Instead, with three years still to run on the contract he signed last year, Aaronson wants to reintegrate himself with a squad that fell a whisker short of a top-flight return. A desire to return to Leeds in the Premier League would have made it virtually impossible for Aaronson to win over the cynics, but some fans will at least place a degree of stock in him returning for Championship football.

What Aaronson wants is fairly academic. Farke’s view on this situation is critical. His power inside the club, as manager rather than head coach, gives him the final say on anything involving the playing squad.

Farke does not owe anything to Aaronson. The attacker’s arrival predates the German and his loan exit was confirmed five days after Farke came in, waved through by one of those pesky loan clauses.

If Aaronson is reporting for training in pre-season and looking to return the Whites to the top flight, it’s because Farke believes there is potential to work with. The manager unflatteringly described returning loanees as appetising as microwaved leftovers in the past, but perhaps this is not a hill he wants to die on this summer.

Even before you get into the possible exits in the forthcoming transfer window, there is a clear need in this squad, as it is, for a central attacking midfielder. Whatever your thoughts on Aaronson’s quality, he can play behind a central striker and, in the second tier, there will be hopes he can have a far bigger impact than he did in the Premier League.

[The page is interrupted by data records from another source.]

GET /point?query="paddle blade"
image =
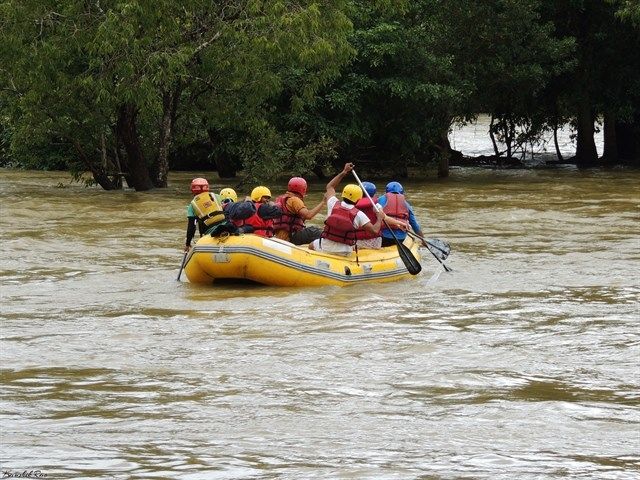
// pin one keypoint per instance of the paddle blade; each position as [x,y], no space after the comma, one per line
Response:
[439,248]
[411,262]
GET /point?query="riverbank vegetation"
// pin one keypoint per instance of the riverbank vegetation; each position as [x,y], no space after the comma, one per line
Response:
[131,89]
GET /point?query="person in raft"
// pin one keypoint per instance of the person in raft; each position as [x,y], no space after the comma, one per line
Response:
[399,211]
[255,215]
[290,226]
[198,186]
[344,219]
[227,196]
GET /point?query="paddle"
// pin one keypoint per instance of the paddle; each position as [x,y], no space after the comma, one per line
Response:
[429,245]
[411,262]
[434,245]
[184,259]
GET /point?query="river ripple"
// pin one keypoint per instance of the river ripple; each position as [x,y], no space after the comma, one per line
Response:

If Farke did want to make an example of Aaronson, to underline what is to come for the returners, he could create more work for himself and the recruitment department. Another loan would be needed, which covers a sizeable proportion of Aaronson’s wages, or a sale that almost certainly fails to break even on United’s initial outlay.

Once those bridges were crossed there would then be the small matter of going out to find another creative option in the final third. Toss in the potential sales of Crysencio Summerville and Gnonto, and there is even more work to be done in the transfer market for attackers.

Aaronson has evidently made the right noises, as Gnonto did late last August, to convince Farke there is something to work with from next month. Goals, assists, hard work, staying upright and taking a few early pelters should see everyone onto a new footing from September.